Proposed Change of Investmnt Policy&Capital Return

RNS Number : 7922K
Vision Opportunity China Fund Ltd
21 July 2011
 



NOT FOR RELEASE, PUBLICATION OR DISTRIBUTION IN WHOLE OR IN PART INTO
the united states of america, CANADA, AUSTRALIA, SOUTH AFRICA OR JAPAN

21 July 2011

Vision Opportunity China Fund Limited

Proposed Change of Investment Policy

and

Proposed Capital Return to Shareholders of US$20 Million

Introduction

The Company announced on 24 May 2011 that the Board is recommending that the Company should not make any new investments, should seek to realise its remaining investments in an orderly fashion and should return surplus cash to Shareholders from time to time.  As implementation of the Board's recommendation will constitute a material change to the Company's investment policy, such change must be approved by Shareholders (in the form of an ordinary resolution) at an extraordinary general meeting.

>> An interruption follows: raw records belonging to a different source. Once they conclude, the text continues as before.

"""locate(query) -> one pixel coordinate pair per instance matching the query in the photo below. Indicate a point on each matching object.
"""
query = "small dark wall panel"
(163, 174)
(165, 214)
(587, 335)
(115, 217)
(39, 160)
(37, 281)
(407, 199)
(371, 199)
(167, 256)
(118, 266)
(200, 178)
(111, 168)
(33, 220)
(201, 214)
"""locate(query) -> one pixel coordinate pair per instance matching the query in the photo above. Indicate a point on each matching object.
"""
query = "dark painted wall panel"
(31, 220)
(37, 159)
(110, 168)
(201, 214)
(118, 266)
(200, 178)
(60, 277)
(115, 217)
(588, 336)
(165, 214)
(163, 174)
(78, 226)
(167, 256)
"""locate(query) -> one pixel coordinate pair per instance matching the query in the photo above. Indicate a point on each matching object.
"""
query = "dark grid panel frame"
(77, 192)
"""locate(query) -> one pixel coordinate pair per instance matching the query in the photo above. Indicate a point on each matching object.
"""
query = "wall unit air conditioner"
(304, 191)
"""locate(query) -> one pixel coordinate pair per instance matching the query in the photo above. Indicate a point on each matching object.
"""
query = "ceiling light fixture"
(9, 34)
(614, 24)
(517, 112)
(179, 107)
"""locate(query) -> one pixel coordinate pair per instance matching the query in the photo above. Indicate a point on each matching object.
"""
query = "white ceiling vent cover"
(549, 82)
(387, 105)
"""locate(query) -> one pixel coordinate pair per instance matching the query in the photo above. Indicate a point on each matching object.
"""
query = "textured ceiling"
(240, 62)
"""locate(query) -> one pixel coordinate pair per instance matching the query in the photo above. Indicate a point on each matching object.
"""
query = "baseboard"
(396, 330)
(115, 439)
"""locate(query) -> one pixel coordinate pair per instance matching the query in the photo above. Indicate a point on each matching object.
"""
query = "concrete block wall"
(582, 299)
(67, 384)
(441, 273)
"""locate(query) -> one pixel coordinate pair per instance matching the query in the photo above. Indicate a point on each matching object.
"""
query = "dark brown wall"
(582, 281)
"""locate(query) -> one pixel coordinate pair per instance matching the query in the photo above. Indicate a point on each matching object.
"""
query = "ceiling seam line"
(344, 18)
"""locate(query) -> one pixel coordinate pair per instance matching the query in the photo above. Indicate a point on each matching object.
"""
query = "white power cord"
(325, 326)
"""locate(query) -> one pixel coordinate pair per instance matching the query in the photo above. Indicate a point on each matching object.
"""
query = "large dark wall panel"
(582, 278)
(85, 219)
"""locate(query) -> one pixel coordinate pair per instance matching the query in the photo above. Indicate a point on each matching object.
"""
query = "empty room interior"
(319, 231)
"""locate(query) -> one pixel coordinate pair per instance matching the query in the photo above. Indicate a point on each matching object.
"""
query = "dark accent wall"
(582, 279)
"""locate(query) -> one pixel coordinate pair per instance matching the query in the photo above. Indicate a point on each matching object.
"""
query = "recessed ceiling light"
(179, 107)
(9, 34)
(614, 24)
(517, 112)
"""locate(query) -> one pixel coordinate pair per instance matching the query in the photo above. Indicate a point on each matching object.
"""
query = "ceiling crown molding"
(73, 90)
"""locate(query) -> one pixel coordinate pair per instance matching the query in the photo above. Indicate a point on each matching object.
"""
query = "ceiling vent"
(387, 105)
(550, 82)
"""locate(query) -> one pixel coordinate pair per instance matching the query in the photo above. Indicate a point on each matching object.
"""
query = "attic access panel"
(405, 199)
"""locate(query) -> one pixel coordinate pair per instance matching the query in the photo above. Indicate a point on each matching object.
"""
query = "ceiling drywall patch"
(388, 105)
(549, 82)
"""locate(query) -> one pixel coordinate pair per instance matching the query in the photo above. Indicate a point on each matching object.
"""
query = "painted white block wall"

The Company has already realised a number of investments in accordance with its existing investment policy and the Company now has a significant amount of cash and cash equivalents (US$28.4 million as at 15 July 2011).  The Board is proposing to return US$20 million of this amount to Shareholders at this stage.  The Board has been in discussions with its advisers to determine appropriate mechanisms for returning surplus cash to Shareholders and has decided that, on this occasion, the most appropriate mechanism is a pro rata return of capital of US$0.3063 per Ordinary Share.  This return must also be approved by Shareholders (in the form of an ordinary resolution) at an extraordinary general meeting.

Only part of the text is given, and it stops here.